Granted, this is just a single study, but it demonstrates what we’ve seen with our clients over and over.

(Feel free to try this experiment at home right now, if you like.)

Why does this happen?

Reason 1: Physiology.  It takes about 20 minutes for your body’s satiety signals to kick in. Slow eating gives the system time to work, allowing you to better sense when you’ve had enough.

Reason 2: Psychology. When you slow down, and really try to savor your meal, you tend to feel satisfied with less, and feel less “deprived.”

2. Look and feel better.

Have regular bloating, cramping, or stomach pains? Many of our clients say slow eating helped solve their digestive issues.

Why does speed matter?

Because when you wolf down your food, you take larger bites and chew less.

Your stomach has a harder time mashing those big chunks of food into chyme-the sludgy mix of partially digested food, hydrochloric acid, digestive enzymes, and water that passes from your stomach into your small intestine.

When food isn’t properly broken down into chyme, it can cause indigestion and other GI problems. We may absorb fewer nutrients, depleting ourselves of valuable vitamins and minerals.

Besides making you uncomfortable (maybe even miserable), shoddy digestion can also affect your mindset.

For instance, if your meal leaves you bloated, burpy, and sluggish, you may interpret this as “feeling out of shape,” and become discouraged about your efforts. On the other hand, slowing down and digesting your food properly may help you “feel leaner.”

3. Learn what “hungry” and “full” feel like.

Ever have a meal because it’s a certain time of day, even if you’re not particularly hungry?

Or clean your plate, though you’re pretty sure you’ll regret it?

These are just a couple of ways people tune out their internal hunger and satiety cues. There are plenty more, but the point is:

Many of us eat when we’re not hungry, and keep eating when we’re full.

Slow eating can help get you right again. With regular practice, it improves your appetite awareness. You learn to recognize -and more importantly, trust-your body’s own internal signals.

Over time, this retrains you to eat when you’re hungry and stop when you’re full. Not because some rigid meal plan demands it, but because your body (a.k.a. your new best friend) tells you so.
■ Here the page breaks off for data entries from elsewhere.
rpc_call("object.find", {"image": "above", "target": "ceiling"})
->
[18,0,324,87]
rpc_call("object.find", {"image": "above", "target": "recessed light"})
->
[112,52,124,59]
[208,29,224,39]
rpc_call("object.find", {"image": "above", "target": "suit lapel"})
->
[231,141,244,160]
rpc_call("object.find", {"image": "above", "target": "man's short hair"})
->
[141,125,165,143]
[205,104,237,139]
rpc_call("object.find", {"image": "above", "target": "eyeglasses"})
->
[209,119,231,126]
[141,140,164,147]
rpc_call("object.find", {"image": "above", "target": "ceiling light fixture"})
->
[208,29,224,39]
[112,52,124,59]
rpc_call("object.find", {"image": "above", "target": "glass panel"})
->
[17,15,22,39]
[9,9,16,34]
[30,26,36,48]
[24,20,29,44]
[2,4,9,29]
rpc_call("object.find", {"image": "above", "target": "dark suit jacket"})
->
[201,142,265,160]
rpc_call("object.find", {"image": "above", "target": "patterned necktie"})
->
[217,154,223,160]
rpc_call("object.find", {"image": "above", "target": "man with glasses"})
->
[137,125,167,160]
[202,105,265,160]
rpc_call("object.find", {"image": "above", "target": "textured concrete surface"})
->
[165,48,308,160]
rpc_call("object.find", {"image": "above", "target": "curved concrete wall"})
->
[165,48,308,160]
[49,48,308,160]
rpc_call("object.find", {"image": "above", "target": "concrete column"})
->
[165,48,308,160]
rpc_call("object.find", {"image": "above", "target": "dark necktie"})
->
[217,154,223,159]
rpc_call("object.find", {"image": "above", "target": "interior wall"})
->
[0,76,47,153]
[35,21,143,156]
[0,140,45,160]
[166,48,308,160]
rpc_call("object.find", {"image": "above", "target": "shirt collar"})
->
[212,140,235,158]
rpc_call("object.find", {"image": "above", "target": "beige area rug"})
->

This is the difference between being “on a diet” and learning how to “listen to your body”. a valuable skill that allows you to make healthier choices for the rest of your life.
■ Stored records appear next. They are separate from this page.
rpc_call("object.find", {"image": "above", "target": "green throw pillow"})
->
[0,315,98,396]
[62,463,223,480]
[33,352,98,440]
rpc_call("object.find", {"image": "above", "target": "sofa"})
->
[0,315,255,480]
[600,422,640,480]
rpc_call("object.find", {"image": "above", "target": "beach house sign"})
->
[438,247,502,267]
Voila-lasting body transformation in a way that doesn’t suck.

 Disrupt patterns that derail your progress.

If you struggle with binge eating, learning to go slow can help.

That might sound odd, since a binge is driven by an overwhelming urge to consume as much food as possible, as fast as possible. (This quality is what differentiates binge eating from run-of-the-mill overeating.)
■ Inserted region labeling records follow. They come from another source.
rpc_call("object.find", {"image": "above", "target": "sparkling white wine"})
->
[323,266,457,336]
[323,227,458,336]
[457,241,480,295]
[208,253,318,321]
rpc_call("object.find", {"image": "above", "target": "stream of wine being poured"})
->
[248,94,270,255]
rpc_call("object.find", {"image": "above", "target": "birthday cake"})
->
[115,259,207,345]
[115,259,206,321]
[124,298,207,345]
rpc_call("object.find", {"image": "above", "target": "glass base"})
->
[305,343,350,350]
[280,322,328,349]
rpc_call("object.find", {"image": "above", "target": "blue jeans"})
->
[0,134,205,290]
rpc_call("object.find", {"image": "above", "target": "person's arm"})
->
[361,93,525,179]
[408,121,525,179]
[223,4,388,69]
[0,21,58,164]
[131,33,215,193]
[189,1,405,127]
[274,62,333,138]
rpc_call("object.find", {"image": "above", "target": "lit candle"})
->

But the skills you develop from slow eating can help you mitigate the damage, and build resilience over time.

Here’s how: When you’re in the grip of a binge, slow down as soon as you realize what’s happening.

Pause. Breathe. The food will wait for you. Even just one breath between bites will help.

You might not be able to stop eating right away, and that’s okay. How much you eat isn’t as important as getting back into a more thoughtful state of mind.

With this “binge slowly” technique, most people can regain a sense of control. And the more you practice it, the more effective it will be.

If you keep slowing down, even during your most difficult moments:

    You’ll become more aware of why, where, and how you’re binging (so it won’t seem random, and eventually you can break the chain).

    You’ll likely eat less and stop sooner.

    You’ll feel less panicked and powerless.

    You’ll be able to soothe yourself more effectively, and get back into “wise mind” faster.

In time, this’ll help normalize your eating, boost your physical and psychological health, and improve body composition (or help you maintain a healthy body composition more easily, without restriction-compensation cycles).